The benefit of having a single pigment is that it will have stronger pigment power (you’ll read about that later on), thus you will need less paint to achieve more coverage. We always say “A little bit goes a LONG way!”
This refers to how opaque a paint is.
There are three primary levels of opacity. The opacity is usually represented by some sort of scale on the back of the tube. Keep in mind that this does not affect the quality of the paint - some pigments are just naturally more opaque than others:
“clear enough or thin enough to be seen through”
“allowing light, but not detailed shapes, to pass through; semitransparent”
“not able to be seen through; not transparent.”
If you can imagine, some paints will be able to cover others better. For example, Black paints typically have a higher opacity and easily be able to cover over most yellow paints, but most yellows, (because they are translucent) will not be able to successfully cover black.
Lightfastness refers to the ability of a pigment to remain permanent once exposed to light and other factors. It is often affected by the concentration of the pigment and the nature of the pigment itself. It is also altered depending on the medium that is driving the pigment.
Lightfastness is not always an indicator of quality in paints.
The binders, mediums and varnishes used in painting absorb UV light wavelengths, thereby protecting the pigments from damaging effects. Oil, for example, more thoroughly encapsulates its pigments than the less robust binders in watercolour or pastel. Consequently, oil paints are generally able to handle more UV impact and may have more lightfastness.
There is a lightfast rating that can be found on the back of some paints, it can look like this:
ASTM I — Excellent Lightfastness
ASTM II — Very Good Lightfastness
ASTM III — Not Sufficiently Lightfast to be used in artists’ paints
When we talk about colour shift, we are talking about the paint’s shift in colour from when it is applied wet, to when it dries. Acrylic paints usually darken in tone as they dry, making colour matching difficult, so artists have to remember to allow for this when mixing wet colours.

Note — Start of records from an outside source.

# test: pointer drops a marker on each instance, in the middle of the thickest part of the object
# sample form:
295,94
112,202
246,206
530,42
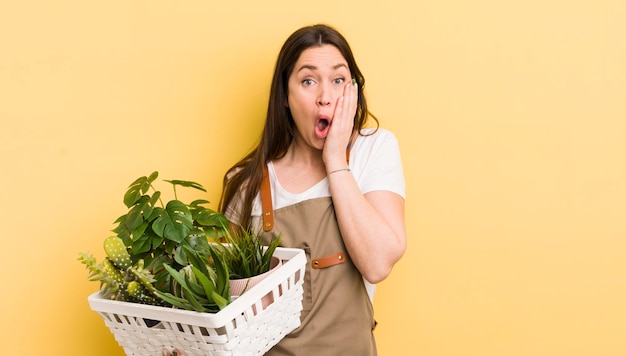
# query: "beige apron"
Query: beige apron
337,317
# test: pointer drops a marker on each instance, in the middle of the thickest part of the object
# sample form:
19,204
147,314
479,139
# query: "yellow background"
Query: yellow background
511,118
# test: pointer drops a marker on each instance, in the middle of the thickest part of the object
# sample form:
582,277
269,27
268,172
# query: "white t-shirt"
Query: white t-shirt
375,164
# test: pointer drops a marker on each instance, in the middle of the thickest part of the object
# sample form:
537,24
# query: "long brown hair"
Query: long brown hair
243,180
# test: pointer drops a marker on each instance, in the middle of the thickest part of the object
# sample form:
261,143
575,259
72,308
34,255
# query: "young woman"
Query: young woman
327,185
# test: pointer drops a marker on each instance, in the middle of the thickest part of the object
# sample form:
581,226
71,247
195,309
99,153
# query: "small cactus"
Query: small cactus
116,251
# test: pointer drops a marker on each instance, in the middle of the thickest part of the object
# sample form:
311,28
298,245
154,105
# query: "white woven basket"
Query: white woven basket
242,328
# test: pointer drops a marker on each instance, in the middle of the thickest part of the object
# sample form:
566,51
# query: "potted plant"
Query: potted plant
247,258
155,257
165,280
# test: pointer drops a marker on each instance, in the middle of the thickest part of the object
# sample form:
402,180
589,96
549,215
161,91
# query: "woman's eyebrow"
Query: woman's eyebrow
314,68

When paint is a high quality, it will have a limited colour shift, and when it is a student-level it can shift greatly in the tone. This is due to the binder that is mixed with the paint. The binders can be cloudy when wet, and clear when dry, thus you will see a shift in tone.
High-quality paints use a clearer binder, and so they remain the same whether they are wet or dry.
SO. What is the right decision to make?
If you're asking us, we will always encourage you to go with the best that you can afford. If that means that you grab some paint from the student-quality brands and others from the artist level's selection, it means that you will be making a better painting than if you just grabbed all dollar-store types of paint.
We've done our best to outline the major factors that come into play when you’re talking about the quality of the paint. We hope that you feel a little more informed to make the right decision when buying your paints.Happy Painting!